Which of these are the best to go with? I know to avoid any Chinese made ones. I'd like to go ahead and buy what I need so I can replace them.
If I don't drag race is there a point to upgrading the trans/diff mounts?
I have a 450 RWHP 02 ZO6 and when I was doing my head/cam swap along with the drive train mods ( New clutch, T-60/60 MN12 conversion and C6 ZO6 rear diff up-grades).
I removed and inspected the TT and couplers. (45K miles on the drivetrain) They looked like NEW so I didn't replace them. ZERO ISSUES!!
If you get the GM OEM couplers, you should be good to go..
I was always curious about the quality of the BMW units, so I replaced mine with BMW couplers last year. Put about 10,000 miles on them. Dropping the drivetrain now to do an engine swap, so I'll take a peek at the couplers to see how 10,000 miles of street driving and a half dozen track days (road course) treated them. They haven't made any noise or given me any trouble thus far.

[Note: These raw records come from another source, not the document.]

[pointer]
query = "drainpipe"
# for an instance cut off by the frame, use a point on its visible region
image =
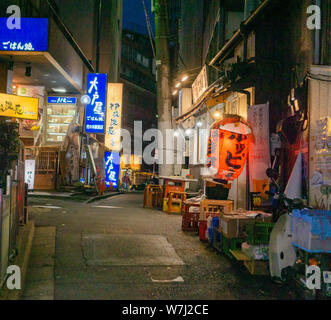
(317, 51)
(98, 34)
(250, 6)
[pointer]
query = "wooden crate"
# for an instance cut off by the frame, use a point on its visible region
(257, 267)
(214, 208)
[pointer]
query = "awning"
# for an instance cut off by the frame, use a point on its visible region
(208, 100)
(238, 35)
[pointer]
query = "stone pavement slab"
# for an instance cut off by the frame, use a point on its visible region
(129, 249)
(40, 276)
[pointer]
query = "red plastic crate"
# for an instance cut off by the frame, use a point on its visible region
(202, 230)
(190, 220)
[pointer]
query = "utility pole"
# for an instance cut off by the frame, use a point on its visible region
(163, 82)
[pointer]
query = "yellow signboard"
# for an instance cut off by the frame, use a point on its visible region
(114, 116)
(18, 107)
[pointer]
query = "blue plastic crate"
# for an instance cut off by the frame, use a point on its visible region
(311, 230)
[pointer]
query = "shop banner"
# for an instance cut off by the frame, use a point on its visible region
(112, 168)
(200, 85)
(259, 153)
(18, 107)
(28, 127)
(30, 167)
(114, 116)
(96, 109)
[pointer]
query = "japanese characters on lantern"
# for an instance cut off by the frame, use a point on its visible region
(228, 148)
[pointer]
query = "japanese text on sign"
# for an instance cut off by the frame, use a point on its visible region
(112, 165)
(95, 111)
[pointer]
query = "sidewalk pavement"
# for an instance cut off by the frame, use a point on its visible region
(40, 276)
(75, 196)
(24, 244)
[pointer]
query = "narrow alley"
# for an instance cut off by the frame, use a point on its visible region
(115, 249)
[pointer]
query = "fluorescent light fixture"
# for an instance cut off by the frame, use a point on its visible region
(188, 132)
(60, 90)
(217, 114)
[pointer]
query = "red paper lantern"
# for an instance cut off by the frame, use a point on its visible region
(228, 147)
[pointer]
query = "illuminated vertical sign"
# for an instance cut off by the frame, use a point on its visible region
(32, 36)
(30, 166)
(114, 116)
(95, 111)
(112, 168)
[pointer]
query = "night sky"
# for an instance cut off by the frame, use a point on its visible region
(133, 13)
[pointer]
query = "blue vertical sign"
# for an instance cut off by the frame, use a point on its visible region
(32, 36)
(96, 110)
(112, 168)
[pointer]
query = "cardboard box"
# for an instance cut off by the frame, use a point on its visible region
(233, 226)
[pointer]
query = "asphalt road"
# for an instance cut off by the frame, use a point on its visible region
(115, 249)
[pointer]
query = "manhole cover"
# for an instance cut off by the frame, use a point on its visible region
(129, 250)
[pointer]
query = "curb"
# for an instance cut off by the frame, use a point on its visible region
(24, 245)
(103, 197)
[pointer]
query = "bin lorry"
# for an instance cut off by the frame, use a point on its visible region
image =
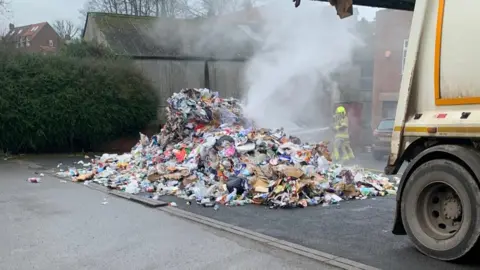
(437, 127)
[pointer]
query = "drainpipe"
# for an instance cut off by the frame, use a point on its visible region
(206, 77)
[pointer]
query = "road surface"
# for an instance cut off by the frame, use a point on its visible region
(357, 230)
(55, 225)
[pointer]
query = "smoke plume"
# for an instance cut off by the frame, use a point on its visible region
(289, 78)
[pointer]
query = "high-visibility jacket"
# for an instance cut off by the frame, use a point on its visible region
(341, 127)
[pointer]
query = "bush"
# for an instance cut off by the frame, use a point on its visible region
(83, 49)
(57, 103)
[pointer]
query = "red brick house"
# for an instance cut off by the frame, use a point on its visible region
(392, 28)
(33, 38)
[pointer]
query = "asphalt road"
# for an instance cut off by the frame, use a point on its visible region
(55, 225)
(357, 230)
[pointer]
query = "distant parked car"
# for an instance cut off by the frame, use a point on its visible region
(382, 137)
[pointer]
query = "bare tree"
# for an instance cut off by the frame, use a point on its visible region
(4, 6)
(65, 28)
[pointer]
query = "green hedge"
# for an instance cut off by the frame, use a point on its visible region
(60, 104)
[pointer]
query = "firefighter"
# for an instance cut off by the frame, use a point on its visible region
(342, 139)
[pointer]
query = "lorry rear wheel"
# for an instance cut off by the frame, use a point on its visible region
(440, 210)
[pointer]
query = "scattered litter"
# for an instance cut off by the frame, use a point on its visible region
(208, 152)
(34, 180)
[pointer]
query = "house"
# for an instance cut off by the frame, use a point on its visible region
(391, 39)
(33, 38)
(176, 53)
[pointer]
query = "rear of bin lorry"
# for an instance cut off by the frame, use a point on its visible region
(437, 129)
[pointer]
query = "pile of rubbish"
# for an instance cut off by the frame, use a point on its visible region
(209, 153)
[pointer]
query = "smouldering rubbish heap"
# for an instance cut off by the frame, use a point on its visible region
(208, 152)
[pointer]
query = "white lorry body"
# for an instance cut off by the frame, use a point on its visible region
(437, 127)
(441, 75)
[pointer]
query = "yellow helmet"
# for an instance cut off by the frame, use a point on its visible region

Were factory ones not holding up very well for you or did you just want to see if the BMW ones were better?
I removed my OEM GM ones with 115K on the clock. They were quiet but when I inspected them in detail the rubber was minimally cracked in some places. I wanted to avoid a failure down the road so I replaced them. I don't doubt that the OEM GM ones are more than robust for my power levels (360whp), they're just so damn expensive.
The BMW coupler (made in Germany) is on the left, the OEM GM coupler is on the right (made in WEST! Germany)
There are tiny voids in the webbing between the bushings on the BMW model, probably to absorb vibration slightly better and provide more cushion.
Here's my 115K OEM GM couplers, you can see why I replaced them. However new ones are $180 EACH
I put a solid al set in mine. There are definitely more harmonics. It's a hot rod and a bit of a rattle trap anyway so meh. I wouldn't hate if it were quieter, but nothing I've done so far has been to make it slower or quieter so.....
DO NOT USE THE DORMAN REPLACEMENTS!!!!!!!!!!!!!!!!!!!!!!
You will be doing the job over again in short order!!!
Bill
Yep, Dorman is crap.
As just one example, put a Dorman rebuilt front driveshaft in my daughter's Jeep. It failed one year and one day later. Dorman was useless. Found a USA made part that was a much better part. I won't go near any Dorman parts now.
The GM OEM parts may be more expensive up front, but I never hear of failures that happen quickly or due to lack of quality. Failures are typically from a lot of power being applied or age. With the difficulty to replace and the good service the GM parts provide, I would just go with the GM parts.
Last edited by vettenuts; Feb 21, 2018 at 07:56 AM.
As a funny aside I actually originally ordered replacement couplers from Zip Corvette thinking they had the best deal on OEM parts. When they arrived it was simply a Dorman part with a Dorman Label - they just applied the Zip Corvette label right over it. When I saw that it said "Made in China" on the box I sent it right back for a refund.
I just mentioned them, as a possible alternative. However, since that discussion is now several years old, has Prothane improved their product (or pulled it off the market)?
I just mentioned them, as a possible alternative. However, since that discussion is now several years old, has Prothane improved their product (or pulled it off the market)?
no worries... the Drive shaft shop had a set of polly that so far seem to be very reliable and happen to be 10 bucks cheaper...
Like you I'm a fan of the polys.... just not THOSES polys... LOL!